O presidente Trump afirmou em um vídeo publicado no Twitter pouco depois da aprovação que a notícia é um “milagre médico” e as primeiras doses serão administradas nos Estados Unidos “em menos de 24 horas”.

Na sexta-feira, o país registrou um novo recorde, com quase 235.000 casos do novo coronavírus em 24 horas, de acordo com os números da Universidade Johns Hopkins.

Estados Unidos se tornaram o sexto país a aprovar esta vacina, que deve ser aplicada em duas doses, depois do Reino Unido, Bahrein, Canadá, Arábia Saudita e México.

A autorização mexicana foi anunciada poucos minutos antes da aprovação americana.

O governo mexicano já havia anunciado a intenção de começar a vacinação no fim de dezembro, com um primeiro lote de 250.000 doses até janeiro. Mas precisava da autorização oficial.

Estados Unidos registram 295.000 mortes provocadas pela covid-19 e mais de 15 milhões de casos.
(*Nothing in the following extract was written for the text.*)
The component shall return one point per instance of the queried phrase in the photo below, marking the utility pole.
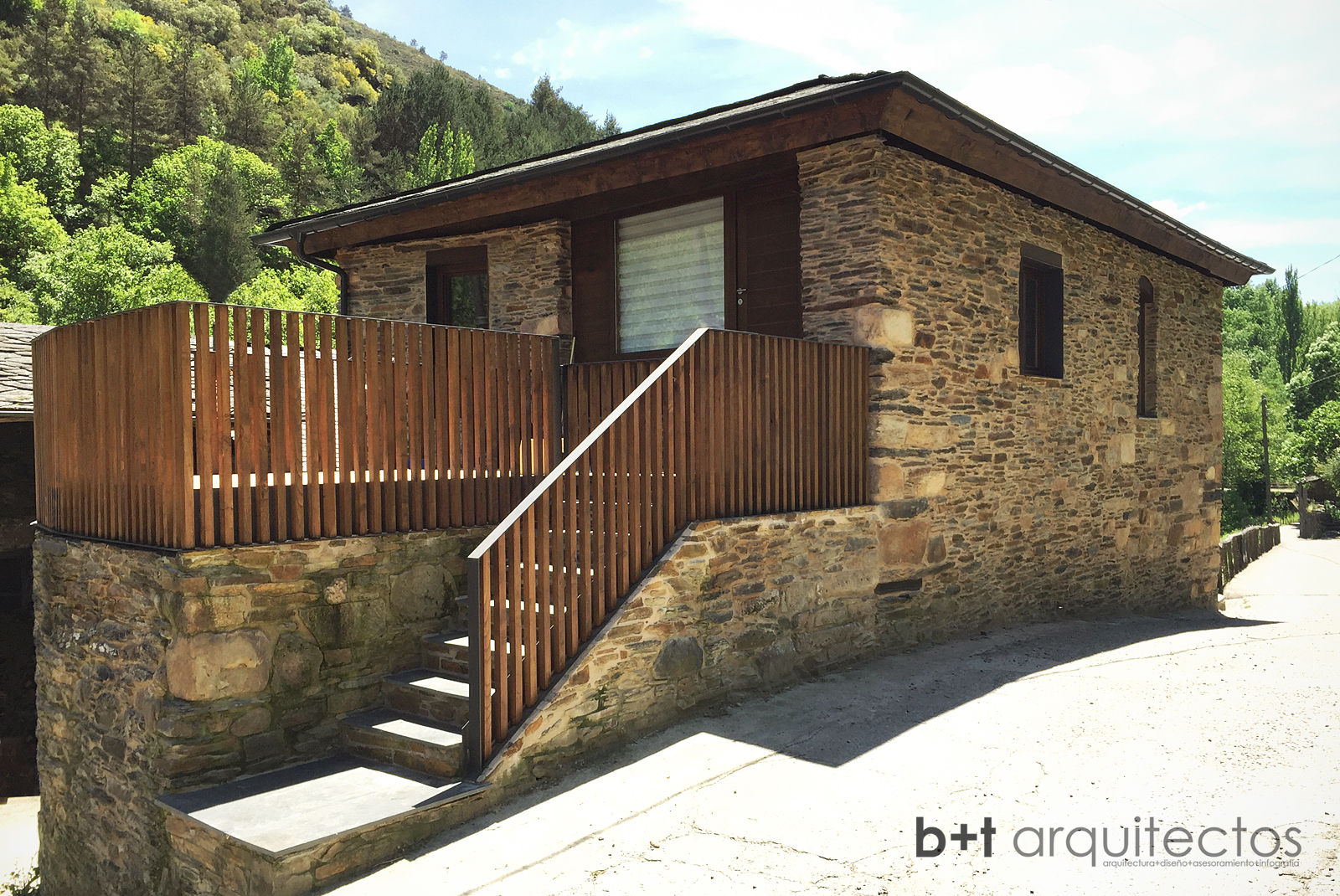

O México tem um balanço de 1,2 milhão de contágios e mais de 113.000 vítimas fatais.

 Pressão

A aprovação nos Estados Unidos foi anunciada um pouco antes do esperado e no final de um dia em que a imprensa informou que a Casa Branca havia ameaçado demitir o diretor da Agência de Alimentos e Medicamentos (FDA), Stephen Hahn, caso o organismo não divulgasse a aprovação de emergência na sexta-feira.

O país espera ter 20 milhões de pessoas inoculadas ainda em dezembro, com prioridade para profissionais de saúde e residentes de casas de repouso.

O governo também anunciou que comprou 100 milhões de doses adicionais da vacina contra a covid-19 da Moderna, elevando o total a 200 milhões, após as notícias de que teria deixado passar a oportunidade de assegurar uma quantidade maior de vacinas da Pfizer.

A vacina da Moderna pode ser aprovada pela FDA na próxima semana.

As vacinas da Pfizer-BioNTech e Moderna são baseadas no método RNA mensageiro e sua aprovação constitui um êxito para esta tecnologia, que não havia sido testada previamente.

Mas outras duas vacinas registraram problemas.

Os laboratórios francês Sanofi e britânico GSK sofreram um duro revés e anunciaram que sua vacina só deve ficar pronta no fim de 2021, após resultados abaixo do esperado nos primeiros testes clínicos.

A Austrália abandonou os testes de uma vacina própria, depois de um falso positivo para HIV, o vírus da aids, entre os participantes.

Recorde no Brasil

Em todo o planeta, a covid-19 provocou mais de 1,59 milhão de mortes desde que foi detectado na China pela primeira vez no fim do ano passado.

O Brasil superou na sexta-feira a marca de 180.000 vítimas fatais, o segundo maior número de mortes no mundo, atrás apenas dos Estados Unidos.

O aumento do número de casos da doença levou diversos estados a adotar novas medidas preventivas, mas o presidente Jair Bolsonaro afirmou que o país está no “finalzinho” da pandemia.

O Peru, com mais de 980.000 casos confirmados e mais de 36.500 mortes, suspendeu na sexta-feira o teste clínico de uma potencial vacina chinesa para covid-19, como precaução após a detecção de problemas neurológicos em um voluntário do estudo.

O Reino Unido se tornou esta semana o primeiro país ocidental a autorizar a vacina Pfizer-BioNTech.

Ao mesmo tempo, o laboratório britânico AstraZeneca e a Rússia anunciaram testes clínicos que combinam suas duas vacinas (a russa é a Sputnik V) contra o coronavírus para obter uma “melhor resposta imunológica”.

Rússia e China iniciaram campanhas de inoculação com vacinas de produção nacional que ainda não estão definitivamente aprovadas.

Aumento de contágios na Coreia do Sul

A Coreia do Sul anunciou neste sábado um recorde de casos diários, com 950 novas infecções, após vários dias com resultados entre 500 e 600, a maioria na região metropolitana de Seul.

E na China, a detecção de dois casos de coronavírus em duas cidades próximas à fronteira com a Rússia, Dongning e Suifenhe, provocou medidas de confinamento e uma campanha em larga escala de testes.

Na Europa, vários países registram níveis elevados de contágios e adotaram medidas de restrição para as festas de fim de ano.